La crisi dell’Ipcc, dal Nobel ai dubbi dei dati sul clima.

All’Onu meno dogmi e più analisi.L’Olanda lo chiede agli scienziati

Pochi giorni fa, sul sito internet del Knmi, l’Istituto meteorologico olandese, considerato uno dei più seri al mondo, è comparso un breve documento nel quale si chiedeva all’Ipcc, il panel di scienziati dell’Onu che studia l’impatto delle attività umane sul clima, di cambiare rotta adeguandosi ai tempi, cambiando alcuni dei principi costitutivi, di rendere i propri report meno prolissi e in generale di essere più trasparente nella redazione degli stessi. Un passaggio del documento, in particolare (ripreso in Italia dal blog Climatemonitor), sorprende: “Riteniamo che limitare lo scopo dell’Ipcc al cambiamento climatico indotto dall’uomo sia indesiderabile, specialmente perché la componente naturale del cambiamento climatico è una parte cruciale del totale della comprensione del sistema climatico, includendo anche il cambiamento climatico indotto dall’uomo. L’Olanda è anche dell’opinione che la parola ‘esaustivo’ potrebbe dover essere cancellata, in quanto produrre degli assessment esaustivi diventa virtualmente impossibile con la continua espansione del volume della conoscenza e l’Ipcc potrebbe essere più incisivo producendo report su argomenti di natura nuova e controversa”.

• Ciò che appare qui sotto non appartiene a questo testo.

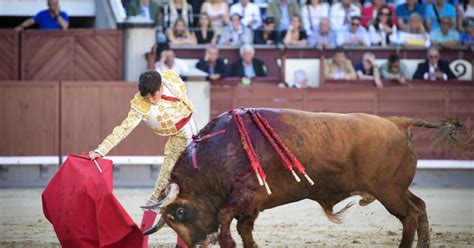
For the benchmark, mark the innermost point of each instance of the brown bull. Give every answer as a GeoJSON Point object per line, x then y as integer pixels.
{"type": "Point", "coordinates": [345, 155]}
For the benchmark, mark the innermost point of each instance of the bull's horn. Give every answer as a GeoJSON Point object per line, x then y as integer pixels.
{"type": "Point", "coordinates": [172, 192]}
{"type": "Point", "coordinates": [161, 223]}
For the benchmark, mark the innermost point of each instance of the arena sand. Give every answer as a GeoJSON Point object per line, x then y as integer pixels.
{"type": "Point", "coordinates": [301, 224]}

Sono lontani i tempi in cui qualsiasi studio provenisse dal panel dell’Onu era preso come verità indiscutibile. Era il 2007, e in accoppiata con l’ex vicepresidente americano Al Gore l’Ipcc vinceva il Nobel per la Pace: la lotta al clima che cambia per colpa dell’uomo era la missione dell’umanità per i decenni a venire, e chi ne criticava i dogmi era un negazionista. Finita l’ubriacatura, però, l’Ipcc ha cominciato a perdere l’aura di infallibilità: topiche clamorose (la più nota quella sui ghiacciai dell’Himalaya che si sarebbero sciolti in pochi anni, poi corretta con tanto di scuse), accuse al presidente Pachauri di essere più interessato alla gestione di soldi e potere che alla salvezza del pianeta, e un numero sempre più crescente di ricerche e studi che contraddicevano molte certezze. Gli stessi dati, inseriti in altri modelli matematici danno risultati molto diversi tra loro, la raccolta capillare delle temperature non evidenzia un aumento delle stesse da oltre un decennio, le proiezioni sul clima che si sarebbe surriscaldato non si sono avverate, fino alla recente smentita del grafico più noto a chi segue questi temi: quello della “mazza da hockey”, che dimostrerebbe come a partire dagli ultimi anni del secolo scorso le temperature globali siano schizzate verso l’alto dopo secoli di sostanziale uniformità. Quest’ultima richiesta, arrivata tramite l’istituto olandese del clima (non una congrega di scettici, per intenderci) è l’ultimo segnacolo di una crisi di credibilità ormai difficile da salvare, nonostante le ultime aperture che lo stesso Ipcc ha fatto a scienziati e studiosi meno allineati con il pensiero “catastrofista”. Più in generale c’è una crisi della gestione dei dati, la fine del mito della fissazione di un benchmark.

Le incongruenze all’Ilva

La vicenda dell’Ilva, seppur diversa, palesa un problema analogo: non esiste un canone della decenza ambientale (mercoledì sul Giornale Vittorio Feltri ha messo in evidenza alcune incongruenze chiare, prima

fra tutte il dato per cui Taranto è 46esima nella classifica delle città più inquinate d’Italia). Allo stesso modo non esiste un canone della decenza climatica, e la richiesta olandese di aprire l’Ipcc alla pubblicazione di studi più “controversi” e di considerare anche le variazioni naturali del clima (cosa per cui qualche anno fa si rischiava la quarantena ideologica) lo dimostra.

Il columnist del Wall Street Journal Matt Ridley, salutando i suoi lettori nella sua ultima rubrica, ha spiegato bene che “si può anche seguire la massa, ma non perché è la massa”. Contano le prove, ha scritto Ridley, non il consenso. Per anni, invece, a chi poneva dubbi riguardo la correlazione tra attività umane e aumento della temperatura veniva detto che la maggioranza la pensava così, che il consenso – mostro mitologico che tutto divora – era ampio, c’era poco da discutere. Dopo avere letto due studi fondamentali, Ridley si era convinto sinceramente che il global warming fosse un pericolo serio. Col passare del tempo, però, è emerso che entrambi gli studi si basavano su dati parziali, quando non proprio sbagliati. Dopo che l’Università dell’East Anglia (la più ascoltata in tema di clima) ha ammesso l’errore, Ridley si è ricreduto.